This module contains the base implementation of a Cluster.

A Cluster is in charge of dealing with the different Instance objects that will be part of the remote runnable.

Module Contents

flambe.cluster.cluster.UPLOAD_WARN_LIMIT_MB = 10[source]
class flambe.cluster.cluster.Cluster(name: str, factories_num: int, key: str, username: str, setup_cmds: Optional[List[str]] = None)[source]

Bases: flambe.runnable.Runnable

Basic implementation of a Cluster.

The cluster is in charge of creating the cluster of instances where one host is the Orchestrator while the other ones are Factories.

This implementation should not be used by an end user. In order to give support to a cloud service provider (ex: AWS), a child class must be implemented inheriting from the Cluster class.

Important: when possible, Clusters should context managers

  • name (str) – The name of the cluster, used to name the remote instances.
  • factories_num (int) – The amount of factories to use. Note that this differs from the number of workers, as each factories can contain multiple GPUs and therefore, multiple workers.
  • key (str) – The path to the ssh key used to communicate to all instances. IMPORTANT: all instances must be accessible with the same key.
  • username (str) – The username of the instances the cluster will handle. IMPORTANT: for now all instances need to have the same username.
  • setup_cmds (Optional[List[str]]) – A list of commands to be run on all hosts for setup purposes. These commands can be used to mount volumes, install software, etc. Defaults to None. IMPORTANT: the commands need to be idempotent and they shouldn’t expect user input.

A Cluster should be used with a context cluster to handle all possible errors in a clear way.


>>> with cluster as cl:
>>>     cl.launch_orchestrator()
>>>     cl.build_cluster()
>>>     ...
__exit__(self, exc_type: Optional[Type[BaseException]], exc_value: Optional[BaseException], tb: Optional[TracebackType])[source]

Exit method for the context cluster.

This method will catch any exception, log it and return True. This means that all exceptions produced in a Cluster (used with the context cluster) will not continue to raise.


Get the orchestrator name.

The name is given by name with the ‘_orchestrator’ suffix. For example, if name is ‘seq2seq-en-fr’, then the orchestrator name will be ‘seq2seq-en-fr_orchestrator’.

This is an auxiliary method that can be used in child classes.

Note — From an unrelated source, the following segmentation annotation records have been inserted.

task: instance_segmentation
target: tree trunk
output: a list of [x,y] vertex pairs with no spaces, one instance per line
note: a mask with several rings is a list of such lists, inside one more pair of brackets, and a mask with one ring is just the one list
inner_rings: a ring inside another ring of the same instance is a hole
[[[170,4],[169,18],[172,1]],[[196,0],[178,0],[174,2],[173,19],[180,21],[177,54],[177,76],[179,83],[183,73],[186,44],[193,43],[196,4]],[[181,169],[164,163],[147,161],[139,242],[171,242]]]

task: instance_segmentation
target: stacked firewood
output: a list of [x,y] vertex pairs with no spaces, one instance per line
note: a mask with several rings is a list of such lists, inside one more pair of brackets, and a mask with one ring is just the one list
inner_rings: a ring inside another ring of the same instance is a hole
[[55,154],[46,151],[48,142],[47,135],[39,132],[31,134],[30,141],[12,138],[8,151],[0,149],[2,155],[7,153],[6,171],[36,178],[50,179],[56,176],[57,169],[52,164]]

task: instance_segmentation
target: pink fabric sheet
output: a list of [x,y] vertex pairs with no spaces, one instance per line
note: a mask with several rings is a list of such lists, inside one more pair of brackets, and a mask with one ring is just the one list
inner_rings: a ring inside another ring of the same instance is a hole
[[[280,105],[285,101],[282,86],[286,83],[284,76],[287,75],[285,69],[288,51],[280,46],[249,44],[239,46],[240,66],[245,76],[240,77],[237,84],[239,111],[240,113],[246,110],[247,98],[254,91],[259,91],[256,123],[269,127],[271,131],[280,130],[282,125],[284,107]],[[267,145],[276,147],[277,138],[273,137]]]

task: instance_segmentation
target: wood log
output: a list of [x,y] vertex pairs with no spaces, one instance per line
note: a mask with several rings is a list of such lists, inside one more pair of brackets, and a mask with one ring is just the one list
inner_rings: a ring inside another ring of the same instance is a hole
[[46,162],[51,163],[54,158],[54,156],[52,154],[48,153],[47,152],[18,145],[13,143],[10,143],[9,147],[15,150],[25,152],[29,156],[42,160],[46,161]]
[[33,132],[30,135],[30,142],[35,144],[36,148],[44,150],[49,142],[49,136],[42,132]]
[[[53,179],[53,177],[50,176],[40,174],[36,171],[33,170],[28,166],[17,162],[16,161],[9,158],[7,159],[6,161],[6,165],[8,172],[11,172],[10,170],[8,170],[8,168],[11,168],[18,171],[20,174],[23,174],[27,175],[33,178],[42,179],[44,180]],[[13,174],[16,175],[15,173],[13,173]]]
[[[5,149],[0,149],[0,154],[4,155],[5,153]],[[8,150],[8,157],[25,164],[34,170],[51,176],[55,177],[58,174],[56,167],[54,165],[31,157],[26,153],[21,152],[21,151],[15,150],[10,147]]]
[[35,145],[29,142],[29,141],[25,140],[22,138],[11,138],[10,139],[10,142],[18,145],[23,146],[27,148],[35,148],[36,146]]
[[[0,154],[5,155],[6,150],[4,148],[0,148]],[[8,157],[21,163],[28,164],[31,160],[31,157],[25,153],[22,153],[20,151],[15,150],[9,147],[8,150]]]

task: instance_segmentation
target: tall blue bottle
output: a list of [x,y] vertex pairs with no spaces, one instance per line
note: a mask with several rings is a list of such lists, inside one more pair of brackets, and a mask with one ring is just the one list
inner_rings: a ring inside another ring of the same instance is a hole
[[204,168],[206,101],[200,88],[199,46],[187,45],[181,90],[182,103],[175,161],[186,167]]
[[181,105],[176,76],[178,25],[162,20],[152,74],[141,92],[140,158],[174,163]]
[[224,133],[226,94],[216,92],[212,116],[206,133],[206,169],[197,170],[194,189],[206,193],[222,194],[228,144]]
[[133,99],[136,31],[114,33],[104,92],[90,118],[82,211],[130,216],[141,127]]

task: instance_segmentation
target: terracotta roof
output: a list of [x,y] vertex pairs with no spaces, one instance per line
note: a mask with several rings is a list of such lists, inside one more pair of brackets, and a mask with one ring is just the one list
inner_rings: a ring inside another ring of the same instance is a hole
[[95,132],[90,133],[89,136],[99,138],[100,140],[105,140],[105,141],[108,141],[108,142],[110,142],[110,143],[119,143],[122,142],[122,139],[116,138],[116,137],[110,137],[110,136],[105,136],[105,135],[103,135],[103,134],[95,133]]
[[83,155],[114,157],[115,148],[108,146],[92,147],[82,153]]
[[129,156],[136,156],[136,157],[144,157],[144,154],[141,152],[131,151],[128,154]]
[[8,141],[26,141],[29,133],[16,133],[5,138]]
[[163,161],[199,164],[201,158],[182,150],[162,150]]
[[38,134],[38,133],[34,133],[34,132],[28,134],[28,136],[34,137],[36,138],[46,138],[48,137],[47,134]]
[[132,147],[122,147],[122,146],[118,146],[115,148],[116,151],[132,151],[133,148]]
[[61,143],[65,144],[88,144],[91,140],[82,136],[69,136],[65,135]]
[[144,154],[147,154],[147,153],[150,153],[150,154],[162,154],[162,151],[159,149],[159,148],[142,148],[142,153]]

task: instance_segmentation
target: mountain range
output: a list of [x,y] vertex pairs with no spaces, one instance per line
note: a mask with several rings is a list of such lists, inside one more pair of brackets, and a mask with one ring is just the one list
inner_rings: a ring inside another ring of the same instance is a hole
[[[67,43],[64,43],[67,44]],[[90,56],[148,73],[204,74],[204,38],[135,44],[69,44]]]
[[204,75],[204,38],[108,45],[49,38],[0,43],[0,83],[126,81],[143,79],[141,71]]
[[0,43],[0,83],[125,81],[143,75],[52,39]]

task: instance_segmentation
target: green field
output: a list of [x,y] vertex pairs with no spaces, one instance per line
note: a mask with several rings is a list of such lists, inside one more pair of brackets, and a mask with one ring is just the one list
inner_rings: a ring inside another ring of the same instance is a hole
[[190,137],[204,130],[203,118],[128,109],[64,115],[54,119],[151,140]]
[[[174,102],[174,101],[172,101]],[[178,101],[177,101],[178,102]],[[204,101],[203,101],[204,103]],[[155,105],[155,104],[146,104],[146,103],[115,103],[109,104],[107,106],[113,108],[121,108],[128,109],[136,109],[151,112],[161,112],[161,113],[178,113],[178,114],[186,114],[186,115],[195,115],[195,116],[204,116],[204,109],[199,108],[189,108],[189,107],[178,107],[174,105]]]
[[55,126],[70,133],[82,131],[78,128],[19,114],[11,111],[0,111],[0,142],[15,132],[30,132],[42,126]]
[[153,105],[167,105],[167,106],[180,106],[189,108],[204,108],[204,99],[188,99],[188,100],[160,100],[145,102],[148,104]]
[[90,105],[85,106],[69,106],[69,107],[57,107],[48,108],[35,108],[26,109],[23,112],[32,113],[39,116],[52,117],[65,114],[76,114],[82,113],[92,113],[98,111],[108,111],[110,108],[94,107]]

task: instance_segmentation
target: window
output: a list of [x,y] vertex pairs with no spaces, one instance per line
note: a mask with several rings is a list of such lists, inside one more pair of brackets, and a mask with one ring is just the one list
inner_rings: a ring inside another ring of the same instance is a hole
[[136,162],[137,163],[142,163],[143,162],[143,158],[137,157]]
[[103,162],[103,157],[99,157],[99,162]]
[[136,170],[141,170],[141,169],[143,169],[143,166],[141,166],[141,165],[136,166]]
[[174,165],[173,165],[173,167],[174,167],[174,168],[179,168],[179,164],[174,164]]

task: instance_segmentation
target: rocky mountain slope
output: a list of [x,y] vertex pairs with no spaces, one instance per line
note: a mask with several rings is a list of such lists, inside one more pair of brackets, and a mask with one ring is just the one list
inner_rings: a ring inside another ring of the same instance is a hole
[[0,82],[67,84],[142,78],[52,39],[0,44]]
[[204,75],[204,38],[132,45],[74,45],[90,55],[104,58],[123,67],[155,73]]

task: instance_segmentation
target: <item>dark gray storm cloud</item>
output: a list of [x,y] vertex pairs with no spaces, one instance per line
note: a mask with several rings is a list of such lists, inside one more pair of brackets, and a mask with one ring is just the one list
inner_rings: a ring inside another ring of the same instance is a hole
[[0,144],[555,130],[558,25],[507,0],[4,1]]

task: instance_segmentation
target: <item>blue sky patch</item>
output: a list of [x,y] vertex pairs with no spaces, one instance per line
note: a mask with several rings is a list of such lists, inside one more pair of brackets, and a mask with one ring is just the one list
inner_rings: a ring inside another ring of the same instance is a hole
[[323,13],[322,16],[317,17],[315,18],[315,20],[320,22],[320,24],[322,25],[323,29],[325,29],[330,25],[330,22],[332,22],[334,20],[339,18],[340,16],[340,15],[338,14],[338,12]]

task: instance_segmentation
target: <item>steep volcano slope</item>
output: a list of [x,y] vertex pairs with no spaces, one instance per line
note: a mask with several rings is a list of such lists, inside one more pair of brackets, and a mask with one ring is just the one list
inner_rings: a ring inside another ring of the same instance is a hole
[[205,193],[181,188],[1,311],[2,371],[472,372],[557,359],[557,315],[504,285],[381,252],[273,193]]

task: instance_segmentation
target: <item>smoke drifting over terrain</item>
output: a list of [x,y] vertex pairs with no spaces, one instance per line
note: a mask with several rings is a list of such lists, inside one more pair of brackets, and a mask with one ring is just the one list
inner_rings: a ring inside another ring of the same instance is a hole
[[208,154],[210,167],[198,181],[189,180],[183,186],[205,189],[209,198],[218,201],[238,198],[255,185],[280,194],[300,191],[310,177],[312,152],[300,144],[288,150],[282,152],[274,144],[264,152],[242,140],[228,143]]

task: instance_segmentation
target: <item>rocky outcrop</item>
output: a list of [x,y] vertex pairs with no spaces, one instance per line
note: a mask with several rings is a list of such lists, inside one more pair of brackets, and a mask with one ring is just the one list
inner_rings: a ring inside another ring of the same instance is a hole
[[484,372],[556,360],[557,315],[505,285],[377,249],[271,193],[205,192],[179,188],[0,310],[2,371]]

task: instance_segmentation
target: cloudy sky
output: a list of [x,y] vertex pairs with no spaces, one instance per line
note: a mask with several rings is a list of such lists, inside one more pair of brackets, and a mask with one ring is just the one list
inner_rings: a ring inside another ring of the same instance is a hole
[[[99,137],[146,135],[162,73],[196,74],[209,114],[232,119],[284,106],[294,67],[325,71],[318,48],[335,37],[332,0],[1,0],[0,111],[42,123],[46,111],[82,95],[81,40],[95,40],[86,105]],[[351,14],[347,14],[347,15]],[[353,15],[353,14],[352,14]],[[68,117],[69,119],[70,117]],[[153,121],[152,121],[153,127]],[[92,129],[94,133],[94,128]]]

Returns:The orcehstrator name
Return type:str

Get the factory base name.

The name is name with the ‘_factory’ suffix. For example, if name is ‘seq2seq-en-fr’, then the factory basename will be ‘seq2seq-en-fr_factory’.

The base name can be used to generate all the factories’ names (for example, by also appending an index to the basename).

This is an auxiliary method that can be used in child classes.

Returns:The factory basename
Return type:str

Method to make all hosts accessible.

Depending on the Cluster type, it behaves differently. For example, AWSCluster or GCPCluster can create the instances in this step. The SSHCluster does nothing (the machines are already created).


Auxiliary method to get all the hosts in a list.append(

create_dirs(self, relative_dirs: List[str])[source]

Create folders in all hostss.

If some of the already exist, it will do nothing.

Parameters:relative_dirs (List[str]) – The directories to create. They should be relative paths and $HOME of each host will be used to add the prefix.

Prepare all the instances (both orchestrator and factories).

This method assumes that the hosts are running and accesible. It will call the ‘prepare’ method from all hosts.

run(self, force: bool = False, **kwargs)[source]

Run a cluster and load all the instances.

After this metho runs, the orchestrator and factories objects will be populated.

If a runnable is provided, then the cluster will execute the runnable remotely in the cluster. Currently, only ClusterRunnable is supported.

This method should be idempotent (ie if called N times with the same configuration, only one cluster will be created.)

Parameters:force (bool, defaults to False) – If true, current executions of the same runnable in the cluster will be overriden by a new execution.
run_cmds(self, setup_cmds: List[str])[source]

Run setup commands in all hosts

Parameters:setup_cmds (List[str]) – The list of commands
Raises:errors.RemoteCommandError – If at least one commands is not successful in at least one host.
get_orchestrator(self, ip: str, private_ip: str = None, use_public: bool = True)[source]

Get an orchestrator instance


Return the orchestrator home path

Return type:str
get_factory(self, ip: str, private_ip: str = None, use_public: bool = True)[source]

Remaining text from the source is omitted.